Performing this kind of analysis on such a large dataset would not be possible without a tool like Dask. On Nebari, Dask comes out-of-the-box ready to help you handle these larger-than-memory (out-of-core) datasets.

The Dask diagnostic UI

Dask comes with an inbuilt dashboard containing multiple plots and tables containing live information as the data gets processed. Let's understand the dashboard plots Task Stream and Progress. The colors and the interpretation would differ based on the computation we choose.

Each of the computation in split into multiple tasks for parallel execution. From the progress bar we see 4 distinct colors associated with different computation. Under task stream (a streaming plot) each row represents a thread and the small rectangles within are the individual tasks.

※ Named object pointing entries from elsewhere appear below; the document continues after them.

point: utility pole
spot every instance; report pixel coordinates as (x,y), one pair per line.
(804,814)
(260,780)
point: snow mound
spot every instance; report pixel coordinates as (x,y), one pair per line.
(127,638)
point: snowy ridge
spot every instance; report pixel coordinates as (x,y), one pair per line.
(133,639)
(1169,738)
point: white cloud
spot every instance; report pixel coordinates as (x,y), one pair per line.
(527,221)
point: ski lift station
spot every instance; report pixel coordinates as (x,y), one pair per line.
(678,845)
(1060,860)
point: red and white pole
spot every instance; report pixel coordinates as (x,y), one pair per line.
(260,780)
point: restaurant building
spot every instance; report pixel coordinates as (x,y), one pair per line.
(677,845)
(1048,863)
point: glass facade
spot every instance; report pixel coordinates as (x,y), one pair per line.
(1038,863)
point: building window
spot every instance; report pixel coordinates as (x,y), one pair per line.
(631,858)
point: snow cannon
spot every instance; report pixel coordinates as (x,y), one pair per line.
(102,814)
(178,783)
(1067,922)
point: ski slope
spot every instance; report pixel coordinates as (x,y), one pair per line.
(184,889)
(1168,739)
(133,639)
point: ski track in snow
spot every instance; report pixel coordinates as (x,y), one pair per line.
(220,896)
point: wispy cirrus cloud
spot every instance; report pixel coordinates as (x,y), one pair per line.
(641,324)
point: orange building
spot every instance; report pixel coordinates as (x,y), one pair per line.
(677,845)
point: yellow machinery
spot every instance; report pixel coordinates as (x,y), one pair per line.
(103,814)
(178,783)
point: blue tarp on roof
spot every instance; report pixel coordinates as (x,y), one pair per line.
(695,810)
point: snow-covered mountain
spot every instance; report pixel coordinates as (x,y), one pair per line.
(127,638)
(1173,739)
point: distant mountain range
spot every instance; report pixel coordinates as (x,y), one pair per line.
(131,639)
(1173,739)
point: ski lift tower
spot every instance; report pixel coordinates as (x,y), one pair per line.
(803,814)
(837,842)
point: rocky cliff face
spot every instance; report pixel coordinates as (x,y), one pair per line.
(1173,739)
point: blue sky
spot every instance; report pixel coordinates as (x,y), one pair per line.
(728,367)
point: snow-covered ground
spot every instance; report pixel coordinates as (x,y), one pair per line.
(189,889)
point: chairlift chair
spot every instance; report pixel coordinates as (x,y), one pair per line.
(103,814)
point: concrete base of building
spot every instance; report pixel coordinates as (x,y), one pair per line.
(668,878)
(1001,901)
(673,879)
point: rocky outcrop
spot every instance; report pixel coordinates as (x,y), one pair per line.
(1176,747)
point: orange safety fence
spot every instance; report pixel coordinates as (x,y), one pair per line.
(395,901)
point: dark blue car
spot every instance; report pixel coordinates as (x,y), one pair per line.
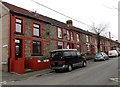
(101,56)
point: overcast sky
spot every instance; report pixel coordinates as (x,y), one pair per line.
(86,11)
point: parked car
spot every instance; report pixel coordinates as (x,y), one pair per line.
(118,52)
(66,59)
(112,53)
(101,56)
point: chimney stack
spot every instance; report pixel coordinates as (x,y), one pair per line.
(69,23)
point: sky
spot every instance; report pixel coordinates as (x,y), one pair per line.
(85,11)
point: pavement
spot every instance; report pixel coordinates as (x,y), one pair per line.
(8,77)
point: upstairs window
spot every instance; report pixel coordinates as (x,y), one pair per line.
(19,23)
(78,38)
(60,45)
(68,35)
(36,48)
(87,38)
(36,30)
(60,32)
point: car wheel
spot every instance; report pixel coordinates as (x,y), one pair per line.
(56,71)
(69,68)
(84,64)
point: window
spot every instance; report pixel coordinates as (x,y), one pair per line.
(88,47)
(18,26)
(72,36)
(60,33)
(78,38)
(36,30)
(36,48)
(60,45)
(68,35)
(18,48)
(68,46)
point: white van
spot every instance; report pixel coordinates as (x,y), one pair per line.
(112,53)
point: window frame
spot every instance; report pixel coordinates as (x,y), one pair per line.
(40,48)
(40,29)
(21,24)
(68,35)
(72,35)
(78,37)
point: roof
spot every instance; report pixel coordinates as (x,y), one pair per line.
(21,11)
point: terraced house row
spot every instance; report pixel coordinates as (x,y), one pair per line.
(28,37)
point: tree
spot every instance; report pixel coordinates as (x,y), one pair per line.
(98,30)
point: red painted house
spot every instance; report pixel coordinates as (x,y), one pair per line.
(28,37)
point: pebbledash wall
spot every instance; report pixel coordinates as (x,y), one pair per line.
(30,37)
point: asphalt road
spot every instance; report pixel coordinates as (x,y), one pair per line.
(96,73)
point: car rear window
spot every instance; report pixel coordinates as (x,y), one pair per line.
(56,55)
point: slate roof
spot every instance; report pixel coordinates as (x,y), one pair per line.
(24,12)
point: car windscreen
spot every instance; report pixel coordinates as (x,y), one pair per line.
(56,55)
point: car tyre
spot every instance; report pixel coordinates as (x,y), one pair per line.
(69,68)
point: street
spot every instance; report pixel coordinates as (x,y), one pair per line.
(96,73)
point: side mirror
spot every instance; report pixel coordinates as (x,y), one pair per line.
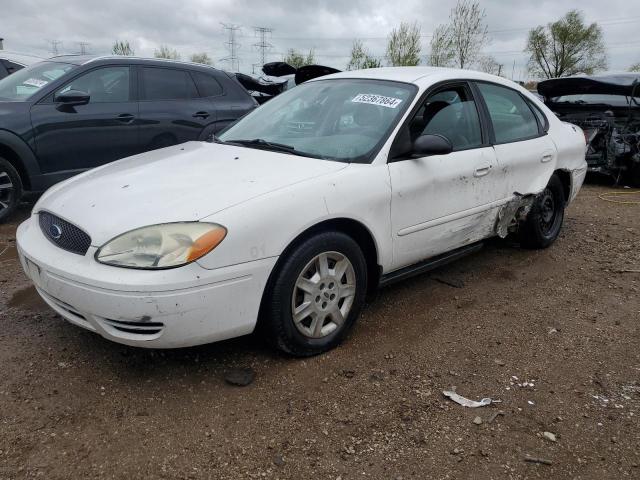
(431,145)
(72,98)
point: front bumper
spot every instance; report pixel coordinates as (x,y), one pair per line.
(172,308)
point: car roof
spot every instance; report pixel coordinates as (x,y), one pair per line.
(87,59)
(420,76)
(24,59)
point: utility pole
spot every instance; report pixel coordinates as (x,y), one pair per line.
(263,46)
(54,47)
(232,46)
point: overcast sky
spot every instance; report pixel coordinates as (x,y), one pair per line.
(328,27)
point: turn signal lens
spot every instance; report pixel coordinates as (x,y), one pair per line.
(168,245)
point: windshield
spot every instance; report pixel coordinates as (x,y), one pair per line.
(342,119)
(24,83)
(590,98)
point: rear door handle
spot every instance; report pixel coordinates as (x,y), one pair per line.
(482,170)
(125,118)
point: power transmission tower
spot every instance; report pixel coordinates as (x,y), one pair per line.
(54,47)
(233,46)
(263,46)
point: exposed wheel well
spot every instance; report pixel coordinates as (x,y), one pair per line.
(12,157)
(565,179)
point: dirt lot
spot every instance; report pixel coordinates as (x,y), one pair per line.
(552,334)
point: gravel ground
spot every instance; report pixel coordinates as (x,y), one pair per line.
(553,334)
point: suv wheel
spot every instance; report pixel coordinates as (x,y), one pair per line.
(10,189)
(316,295)
(544,222)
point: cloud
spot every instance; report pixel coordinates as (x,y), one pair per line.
(328,27)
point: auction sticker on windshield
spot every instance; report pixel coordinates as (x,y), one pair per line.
(373,99)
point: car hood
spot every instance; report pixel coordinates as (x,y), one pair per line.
(186,182)
(610,84)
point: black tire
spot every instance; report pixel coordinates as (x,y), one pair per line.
(633,174)
(10,189)
(278,323)
(544,222)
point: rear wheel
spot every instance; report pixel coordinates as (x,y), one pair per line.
(544,222)
(10,189)
(316,295)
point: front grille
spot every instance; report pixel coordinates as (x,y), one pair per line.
(64,234)
(138,328)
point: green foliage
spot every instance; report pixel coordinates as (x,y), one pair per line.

Check out the Dask Documentation for more information.

Dask diagnostic UI -  showing four parallel computation streams

Shutting down the cluster

As you you have noticed, you can spin up a lot of compute really quickly using Dask.

🔥warning

With great power comes great responsibility

Remember to shut down your cluster once you are done, otherwise this will be running in the background, and you might incur on unplanned costs. You can do this from your Jupyter notebook:

cluster.close(shutdown=True)

Step 5 - Viewing the dashboard inside of JupyterLab

The Dask-labextension provides a JupyterLab extension to manage Dask clusters, as well as embed Dask's dashboard plots directly into JupyterLab panes. Nebari includes this extension by default, elevating the overall developer experience.

Dask-labextension UI In JupyterLab -  displays the demo notebook and a list of cluster settings

Step 6 - Using Dask safely

If you're anything like us, we've forgotten to shut down our cluster a time or two. Wrapping the dask-gateway tasks in a context manager is a great practice that ensures the cluster is fully shutdown once the task is complete!

Sample Dask context manager configuration

You can make use of a context manager to help you manager your clusters. It can be written once and included in your codebase. Here is a basic example to get you started (which can then be extended to suit your needs):

Sample Dask example using context manager
import os
import time
import dask.array as da
from contextlib import contextmanager

import dask
from distributed import Client
from dask_gateway import Gateway

@contextmanager
def dask_cluster(n_workers=2, worker_type="Small Worker", conda_env="filesystem/dask"):
try:
gateway = Gateway()
options = gateway.cluster_options()
options.conda_environment = conda_env
options.profile = worker_type
print(f"Gateway: {gateway}")
for key, value in options.items():
print(f"{key} : {value}")

cluster = gateway.new_cluster(options)
client = Client(cluster)
if os.getenv("JUPYTERHUB_SERVICE_PREFIX"):
print(cluster.dashboard_link)

cluster.scale(n_workers)
client.wait_for_workers(1)

yield client

finally:
cluster.close()
client.close()
del client
del cluster

Now you can write your compute tasks inside the context manager and all the setup and teardown will be managed for you:

with dask_cluster() as client:
x = da.random.random((10000, 10000), chunks=(1000, 1000))
y = x + x.T
z = y[::2, 5000:].mean(axis=1)
result = z.compute()
print(client.run(os.getpid))

Kudos, you should now have a working Dask cluster inside Nebari. Now go load up your own big data!